International Fraud Awareness Week came to a close in late November, but it is imperative that organizations and consumers both take into consideration how they can better protect themselves from fraud year round.

Fraud can be executed in a variety of ways including asset misappropriation, corruption and financial statement fraud. Another common, often overlooked, method of fraud is through retail policy abuse. According to a recent study, 78% of retailers have seen an increase in promotion abuse in the past year.
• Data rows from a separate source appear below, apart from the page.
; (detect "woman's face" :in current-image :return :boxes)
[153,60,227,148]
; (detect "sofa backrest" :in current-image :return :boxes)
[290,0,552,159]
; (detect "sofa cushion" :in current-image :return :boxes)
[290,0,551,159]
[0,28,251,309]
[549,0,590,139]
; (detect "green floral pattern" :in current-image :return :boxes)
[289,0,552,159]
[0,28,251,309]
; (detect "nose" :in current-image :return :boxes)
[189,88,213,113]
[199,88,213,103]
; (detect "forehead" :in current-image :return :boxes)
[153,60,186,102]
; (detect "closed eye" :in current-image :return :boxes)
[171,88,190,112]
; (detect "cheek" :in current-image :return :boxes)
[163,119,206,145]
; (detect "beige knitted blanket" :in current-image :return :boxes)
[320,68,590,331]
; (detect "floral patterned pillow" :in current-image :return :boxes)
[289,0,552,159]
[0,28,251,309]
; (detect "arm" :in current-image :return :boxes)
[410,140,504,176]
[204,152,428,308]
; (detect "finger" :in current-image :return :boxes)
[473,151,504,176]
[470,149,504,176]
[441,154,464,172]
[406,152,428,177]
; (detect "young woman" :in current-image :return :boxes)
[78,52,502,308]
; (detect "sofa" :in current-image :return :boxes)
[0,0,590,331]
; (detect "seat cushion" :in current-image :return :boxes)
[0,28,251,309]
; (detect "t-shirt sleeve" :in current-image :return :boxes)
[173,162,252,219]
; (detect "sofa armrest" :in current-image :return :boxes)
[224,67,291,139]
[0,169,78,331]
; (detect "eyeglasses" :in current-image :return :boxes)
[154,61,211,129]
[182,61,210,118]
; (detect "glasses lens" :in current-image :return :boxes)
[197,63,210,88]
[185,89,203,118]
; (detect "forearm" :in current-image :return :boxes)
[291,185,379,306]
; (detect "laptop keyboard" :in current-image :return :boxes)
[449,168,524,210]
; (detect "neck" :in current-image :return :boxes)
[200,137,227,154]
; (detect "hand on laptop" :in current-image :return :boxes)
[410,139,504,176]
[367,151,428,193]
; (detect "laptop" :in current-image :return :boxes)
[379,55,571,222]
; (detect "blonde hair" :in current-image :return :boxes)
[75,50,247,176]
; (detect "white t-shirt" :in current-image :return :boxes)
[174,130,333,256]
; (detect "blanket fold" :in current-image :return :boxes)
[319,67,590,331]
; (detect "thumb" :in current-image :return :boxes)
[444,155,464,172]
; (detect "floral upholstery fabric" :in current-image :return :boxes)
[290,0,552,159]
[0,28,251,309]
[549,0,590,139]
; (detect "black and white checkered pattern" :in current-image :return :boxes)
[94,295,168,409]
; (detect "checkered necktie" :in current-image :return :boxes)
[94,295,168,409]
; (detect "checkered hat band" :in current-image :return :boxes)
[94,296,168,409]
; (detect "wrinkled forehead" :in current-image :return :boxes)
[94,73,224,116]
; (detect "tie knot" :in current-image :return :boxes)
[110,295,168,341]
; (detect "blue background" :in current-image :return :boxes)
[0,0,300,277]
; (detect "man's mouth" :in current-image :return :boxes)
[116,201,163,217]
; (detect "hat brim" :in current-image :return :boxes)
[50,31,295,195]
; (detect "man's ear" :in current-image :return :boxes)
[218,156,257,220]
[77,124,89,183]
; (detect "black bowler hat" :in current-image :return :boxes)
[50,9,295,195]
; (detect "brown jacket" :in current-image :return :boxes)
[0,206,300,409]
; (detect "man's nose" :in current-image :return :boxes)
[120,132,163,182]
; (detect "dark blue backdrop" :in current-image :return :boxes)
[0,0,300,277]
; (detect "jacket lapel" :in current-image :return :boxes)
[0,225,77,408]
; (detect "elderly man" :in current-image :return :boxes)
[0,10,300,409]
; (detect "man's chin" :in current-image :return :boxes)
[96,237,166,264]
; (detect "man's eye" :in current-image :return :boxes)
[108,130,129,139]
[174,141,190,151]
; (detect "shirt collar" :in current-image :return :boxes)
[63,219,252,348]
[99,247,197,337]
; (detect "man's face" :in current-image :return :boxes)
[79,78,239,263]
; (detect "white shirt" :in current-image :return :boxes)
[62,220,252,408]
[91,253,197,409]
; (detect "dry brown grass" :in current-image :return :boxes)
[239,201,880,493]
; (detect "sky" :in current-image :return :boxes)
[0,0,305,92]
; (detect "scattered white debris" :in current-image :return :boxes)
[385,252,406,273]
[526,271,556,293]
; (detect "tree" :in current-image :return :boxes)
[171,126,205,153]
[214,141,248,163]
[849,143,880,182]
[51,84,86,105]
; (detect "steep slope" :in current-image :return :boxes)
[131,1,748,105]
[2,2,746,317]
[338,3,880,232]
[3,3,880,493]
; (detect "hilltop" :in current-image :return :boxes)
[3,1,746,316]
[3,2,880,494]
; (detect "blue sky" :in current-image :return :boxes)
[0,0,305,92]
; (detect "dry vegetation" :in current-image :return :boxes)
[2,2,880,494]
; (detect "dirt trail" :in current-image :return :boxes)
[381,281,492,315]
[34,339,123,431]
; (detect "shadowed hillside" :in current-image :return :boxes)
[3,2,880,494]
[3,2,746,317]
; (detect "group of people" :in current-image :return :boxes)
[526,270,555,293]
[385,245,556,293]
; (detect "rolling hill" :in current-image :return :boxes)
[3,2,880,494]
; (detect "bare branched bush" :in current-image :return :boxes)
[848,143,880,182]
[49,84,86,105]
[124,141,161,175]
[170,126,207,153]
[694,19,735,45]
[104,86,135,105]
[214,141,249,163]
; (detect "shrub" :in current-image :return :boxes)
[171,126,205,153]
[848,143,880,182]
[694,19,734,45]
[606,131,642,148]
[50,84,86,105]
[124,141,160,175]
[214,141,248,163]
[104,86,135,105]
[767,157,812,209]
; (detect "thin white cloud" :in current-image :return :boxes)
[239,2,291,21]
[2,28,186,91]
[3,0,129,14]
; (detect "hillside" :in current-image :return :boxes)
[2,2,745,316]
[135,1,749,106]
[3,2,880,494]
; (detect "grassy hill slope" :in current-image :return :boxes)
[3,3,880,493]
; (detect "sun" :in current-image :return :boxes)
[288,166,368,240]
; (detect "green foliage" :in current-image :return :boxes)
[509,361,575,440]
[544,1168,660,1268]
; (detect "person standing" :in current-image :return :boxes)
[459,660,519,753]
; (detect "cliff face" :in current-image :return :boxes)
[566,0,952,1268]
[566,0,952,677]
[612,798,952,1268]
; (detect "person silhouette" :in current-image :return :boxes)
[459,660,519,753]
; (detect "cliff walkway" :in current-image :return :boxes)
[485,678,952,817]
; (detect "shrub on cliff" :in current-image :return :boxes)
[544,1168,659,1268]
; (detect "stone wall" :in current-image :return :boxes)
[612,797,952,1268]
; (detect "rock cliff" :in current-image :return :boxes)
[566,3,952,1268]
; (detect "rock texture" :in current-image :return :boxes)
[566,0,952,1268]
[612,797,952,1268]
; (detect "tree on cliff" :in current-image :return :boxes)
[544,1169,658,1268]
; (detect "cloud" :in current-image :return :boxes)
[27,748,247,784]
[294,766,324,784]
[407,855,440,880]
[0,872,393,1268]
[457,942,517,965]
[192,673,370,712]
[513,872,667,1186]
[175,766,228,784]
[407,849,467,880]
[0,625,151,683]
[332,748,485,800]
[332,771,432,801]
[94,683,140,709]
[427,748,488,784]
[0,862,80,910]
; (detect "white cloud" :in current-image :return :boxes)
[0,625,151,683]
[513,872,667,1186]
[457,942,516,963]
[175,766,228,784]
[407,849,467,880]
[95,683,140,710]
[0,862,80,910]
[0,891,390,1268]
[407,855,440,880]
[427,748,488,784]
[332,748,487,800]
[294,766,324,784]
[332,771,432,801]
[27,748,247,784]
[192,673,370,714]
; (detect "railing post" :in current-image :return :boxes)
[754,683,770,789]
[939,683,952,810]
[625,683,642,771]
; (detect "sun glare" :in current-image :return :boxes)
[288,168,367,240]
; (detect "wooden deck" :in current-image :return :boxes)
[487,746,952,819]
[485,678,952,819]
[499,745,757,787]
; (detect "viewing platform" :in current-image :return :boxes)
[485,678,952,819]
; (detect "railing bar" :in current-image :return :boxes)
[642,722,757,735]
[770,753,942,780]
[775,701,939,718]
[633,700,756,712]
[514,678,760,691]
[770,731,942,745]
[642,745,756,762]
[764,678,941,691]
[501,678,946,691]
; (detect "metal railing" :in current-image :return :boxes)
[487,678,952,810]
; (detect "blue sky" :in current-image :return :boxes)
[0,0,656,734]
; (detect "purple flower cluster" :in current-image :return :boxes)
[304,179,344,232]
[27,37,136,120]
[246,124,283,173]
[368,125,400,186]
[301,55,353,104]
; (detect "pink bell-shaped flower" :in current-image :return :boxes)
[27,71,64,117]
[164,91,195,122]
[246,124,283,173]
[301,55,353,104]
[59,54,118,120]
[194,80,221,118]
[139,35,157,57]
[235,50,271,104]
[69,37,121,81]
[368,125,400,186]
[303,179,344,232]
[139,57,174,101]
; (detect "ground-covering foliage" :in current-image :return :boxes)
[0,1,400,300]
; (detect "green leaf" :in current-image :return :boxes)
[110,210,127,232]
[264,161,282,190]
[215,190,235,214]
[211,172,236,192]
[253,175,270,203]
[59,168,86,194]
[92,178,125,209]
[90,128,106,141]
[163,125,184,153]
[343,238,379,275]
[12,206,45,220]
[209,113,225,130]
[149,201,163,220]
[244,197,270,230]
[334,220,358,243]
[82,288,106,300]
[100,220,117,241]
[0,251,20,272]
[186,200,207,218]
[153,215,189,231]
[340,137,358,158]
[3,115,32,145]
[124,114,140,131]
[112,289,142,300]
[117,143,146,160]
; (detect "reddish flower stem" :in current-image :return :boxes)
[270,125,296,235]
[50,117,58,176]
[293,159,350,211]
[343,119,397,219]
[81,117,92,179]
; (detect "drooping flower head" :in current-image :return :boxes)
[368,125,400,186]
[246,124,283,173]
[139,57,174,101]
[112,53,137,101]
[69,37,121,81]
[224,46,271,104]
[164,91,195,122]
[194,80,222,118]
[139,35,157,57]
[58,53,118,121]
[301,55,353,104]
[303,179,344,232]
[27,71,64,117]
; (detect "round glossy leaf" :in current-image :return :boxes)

Digging into Policy Abuse Fraud

Policy abuse fraud appears in several different ways. Examples include:

  • Return abuse — when one consumer returns items that are not eligible for a return
  • Promotion abuse —when consumers use multiple accounts to take advantage of promotions
  • Items not received abuse —when a customer falsifies a report claiming theft or incorrect delivery

One of the most important aspects to note is not all policy abuse stems from fraudsters. Sometimes even loyal, well-intentioned customers intentionally or unintentionally take advantage of promotion codes and unclear return policies. So what can you do about these claims? Again, not everyone who files an “item not received” claim is a fraudster. Even worse, if you don’t believe the well-intentioned, honest customer, they may not return to your store or accuse your business of theft. The double-edged sword is that businesses offer flexible policies to attract customers, but they also need strategies to address growth in policy abuse.

However, friendly or not, it is up to a business to protect themselves and their bottom lines from fraudsters. Many organizations struggle to take accountability of policy abuse within their organizations, which makes it more challenging to create cohesive, organizational strategies. To shed light on how this issue affects the retail industry, in a collaborative study, Forter and PYMNTS recently calculated losses to policy abuse totaled more than $89 billion for US retailers with more than $100 million in revenue.

As we head into the holiday season, it provides the ideal time for retailers to think about how they can address this ‘friendly fraud,’ or fraud that can seem accidental.

Luckily, with the right technology, businesses can identify serial abusers in real-time. That makes it possible to adjust policies in-the-moment. For example, a repeat returner may be given the opportunity to purchase items as ‘final sale,’ and someone who has submitted multiple “item not received” claims may be required to sign for delivery.

The solution to policy starts with understanding the types and magnitude of abuse a business faces, and then using technology and process to systematically reduce losses. It is possible to be friendly to customers, but less susceptible to fraud.